Camiden çıkan cemaatin hali vakti iyi olanları, hali vakti iyi olmayanları yani fakir olanları sofra getiremeyecek durumda olanları, yemeğe davet ederler. Davet edilende davete icabet ederdi. Ev büyükleri doğrudan davet etttiği misafirleri alarak sofraların kurulduğu mekana giderler. Hizmet edecek evladı torunu kim varsa, o doğrudan eve gider, o gün için yemek olarak ne hazırlanmışsa onu alıp getirir. Yemek olarak günün menüsü, bulgur pilavı, üzüm hoşafı. Durumu iyi olan evlerde kartol aşı, bişi, kadı kulağı, bazen bal lokması getirilir. Pirinç pilavı harika yemek, eğer bir sofrada pirinç pilavı varsa o sofra daha sonra anlatılır. Şu bayramda filan mahallenin sofrasına gittim, pirinç pilavı yedim diye söylenilir. Bulgur pilavı ve yoğurt çalhaması yani ayran bir iki ekmek varsa bir iki parça peynir tepire koyarak sofraların kurulduğu mahale getirilir. Tepir genellikle pelüt ağacından yapılmış tepsi. Gelen yemeklerde o zamanlar nebatı yağ olmadığı için sarı yağ yani tereyağı kullanılırdı. Durumu iyi olanlar pilava sarı yağı bol döker yemeğin her yerinde belli olurdu. Sarı yağı olmayanlar pilavın tepesine bir iki gezdirir getirirlerdi. Sofraya yemek getirmek dahi imkanlara bağlıydı. Sofralarda çay çok lükstü. Her bacada çay olmazdı. Çay olsa dahi onuda ileri gelen büyükler içerlerdi. Bazı dışarıdan yani köy dışında gelen misafirler olurdu onlara ikram edilirdi. O mahallede yemek getiremiyen komşulara niye yemek getirmedin diye en küçük ima dahi yapılmadan yemek getirmiş gibi sofraya oturtulurdu. Yemeğe davet edilen insanlarla daha çok ilgilenilir, onların hal ve hatırları sorulur, çocukları varsa adam gönderilir sofraya davet edilirdi. Dışarıdan gelen misarlerle ilgilenilir. Onlarında o ortamda gariplik çekmeleri giderilirdi. Yemekler huşu ve muhabbet ortamında yenir, büyüklerin elleri öpülür herkes evine dağılırdı. Sofralarda kalan ekmek peynir toplanır çobanlara gönderilirdi veya evine gönderilirdi.

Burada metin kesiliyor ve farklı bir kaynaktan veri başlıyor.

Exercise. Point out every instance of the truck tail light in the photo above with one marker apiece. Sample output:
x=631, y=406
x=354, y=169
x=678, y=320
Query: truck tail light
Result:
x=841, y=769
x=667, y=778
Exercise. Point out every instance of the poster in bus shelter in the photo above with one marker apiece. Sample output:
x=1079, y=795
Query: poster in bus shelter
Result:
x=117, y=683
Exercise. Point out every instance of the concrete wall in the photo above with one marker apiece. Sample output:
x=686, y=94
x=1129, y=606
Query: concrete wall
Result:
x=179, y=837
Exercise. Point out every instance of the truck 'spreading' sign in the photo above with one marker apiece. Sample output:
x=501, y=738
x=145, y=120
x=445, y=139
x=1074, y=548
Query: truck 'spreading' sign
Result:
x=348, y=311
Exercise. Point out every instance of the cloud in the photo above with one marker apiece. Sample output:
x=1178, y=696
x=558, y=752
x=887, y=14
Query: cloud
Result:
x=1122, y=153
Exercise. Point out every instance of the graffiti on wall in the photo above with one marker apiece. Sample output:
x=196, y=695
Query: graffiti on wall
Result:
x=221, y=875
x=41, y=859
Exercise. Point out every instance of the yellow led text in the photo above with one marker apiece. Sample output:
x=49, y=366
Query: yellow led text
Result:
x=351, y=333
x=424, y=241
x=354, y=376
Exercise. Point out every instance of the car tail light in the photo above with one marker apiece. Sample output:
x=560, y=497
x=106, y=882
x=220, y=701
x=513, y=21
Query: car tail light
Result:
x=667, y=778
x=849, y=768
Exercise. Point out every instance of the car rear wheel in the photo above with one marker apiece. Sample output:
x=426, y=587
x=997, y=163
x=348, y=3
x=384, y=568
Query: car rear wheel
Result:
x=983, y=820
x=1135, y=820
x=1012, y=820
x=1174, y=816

Mahalle sofralarından ayrılan büyükler evlerine gider, ev de diğer ev halkı ile bayramlaşırdı. Bayramlaşma gün boyu devam ederdi. Evlere bayramlaşmaya gelen büyüklere yemek, varsa çay ikram edilirdi. Bayram görmeye gelen çocuklara akide şekeri, kuru üzüm veya meyve kurusu dut kak ikram edilirdi.

Bayramlaşma bir taraftan devam ederken köyün delikanlıları bir araya toplanır, davul zurna ile harmanda oyunların hazırlığını yaparlardı. Tabi davul zurna istadiğin zaman çaldıramıyorsun. Köyüm muhtarından ve imamından izin almak gerekiyordu. Bu izini delikanlı başı yanına bir arkadaş alarak, evvela köyün imamına daha sonra muhtara gidilirdi. İmam o anda köyün ahvalına göre kararını belli ederken muhtardanda izin almaları gerektiğini söylerdi. İmamınan görüşen delikanlı başı ve arkadaşları doğru muhtara giderdi. Muhtarda bu işe taraftardır. Ama bir taraftan gençleri kırmak istemez bir taraftanda olası bir taşgınlığa sebebiyet vermemek için azalardan birini ve köy bekçisini çağırarak müşterek karar verirken azaların ve bekçinin orada olmalarını da tembih ederdi. Diğer taraftanda imamla da görüşmeleri gerektiğini gençlere söylerdi. Bu köyün idaresinin birlik içinde olduğunun bir göstergesiydi. Gelecek nesillere bir nevi birlik beraberlik dersi vermekti. Bu arada yakın zamanda ölen birisi varsa onunda yakın akrabayı taallugatından da izin almak daha uygun düşerdi. İmam yakın zamanda ölen şahsın akrabalarından izin almaları için , gelen delikanlı başına tembih ederdi.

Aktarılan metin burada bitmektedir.